Askeri psikiyatrinin; “genel ahlak”, militarizm, cinsiyetçi ve
transfobik ideolojilerden beslenerek trans kadınlar ve trans erkeler ile
eşcinsel, biseksüel erkekleri hasta ilan etmesine karşı sesimizi
yükselteceğiz.
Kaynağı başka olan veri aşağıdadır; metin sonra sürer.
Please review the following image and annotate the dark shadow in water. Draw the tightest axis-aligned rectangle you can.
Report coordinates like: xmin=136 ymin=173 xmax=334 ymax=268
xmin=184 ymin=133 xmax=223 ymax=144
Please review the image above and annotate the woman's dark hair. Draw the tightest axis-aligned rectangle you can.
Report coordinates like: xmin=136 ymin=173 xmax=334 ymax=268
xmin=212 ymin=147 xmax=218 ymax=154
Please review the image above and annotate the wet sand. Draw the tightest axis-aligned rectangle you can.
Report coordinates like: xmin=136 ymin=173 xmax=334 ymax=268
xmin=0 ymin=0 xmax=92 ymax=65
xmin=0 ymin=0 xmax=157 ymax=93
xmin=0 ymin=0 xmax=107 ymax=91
Hasta olan; “genel ahlak”, militarizm, cinsiyetçi,
transfobik ve homofobik heteroseksist sistemdir.
Transseksüelliği hastalık kategorisinden çıkartın ve kişisel beyanı esas kabul edin!
Trans-spesifik uzmanların yetiştirilmemesi, personelin
bilgilendirilmemesi sebebiyle vücutlarını dönüştürmeyi seçen trans
bireyler, hastanelerde sık sık psikolojik şiddete maruz kalmaktadırlar.
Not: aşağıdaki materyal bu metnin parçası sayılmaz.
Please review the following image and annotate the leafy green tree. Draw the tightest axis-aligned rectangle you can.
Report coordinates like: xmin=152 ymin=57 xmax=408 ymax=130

Yine belirli cinsiyetçi dayatmalar vasıtasıyla beden inşası sürecinde
cinsiyet ifadeleri kısıtlanmakta, belirli kalıplara uydurulmaya
çalışılmaktadır. Bedenimiz bizim, bize hükmetmenizi değil, profesyonel
destek vermenizi istiyoruz!
Trans cinsiyetin inşası sürecinde farklı aşamalarda, prosedürler
arasındaki farklılıklar trans bireyleri mağdur etmektedir. Trans
örgütler ve aktivistlerle dayanışarak cinsiyet geçiş sürecinin hiçbir
trans varoluşu mağdur etmeyecek şekilde yeniden yapılandırılması için
çalışacağız.Transfobi mağduru trans bireylerin, maruz kaldıkları
travmalarla mücadele edebilecekleri özel merkezlerin yaratılmasını talep
ediyoruz.
Seks işçiliğinin bir emek biçimi olarak tanınması için mücadelemize devam edeceğiz.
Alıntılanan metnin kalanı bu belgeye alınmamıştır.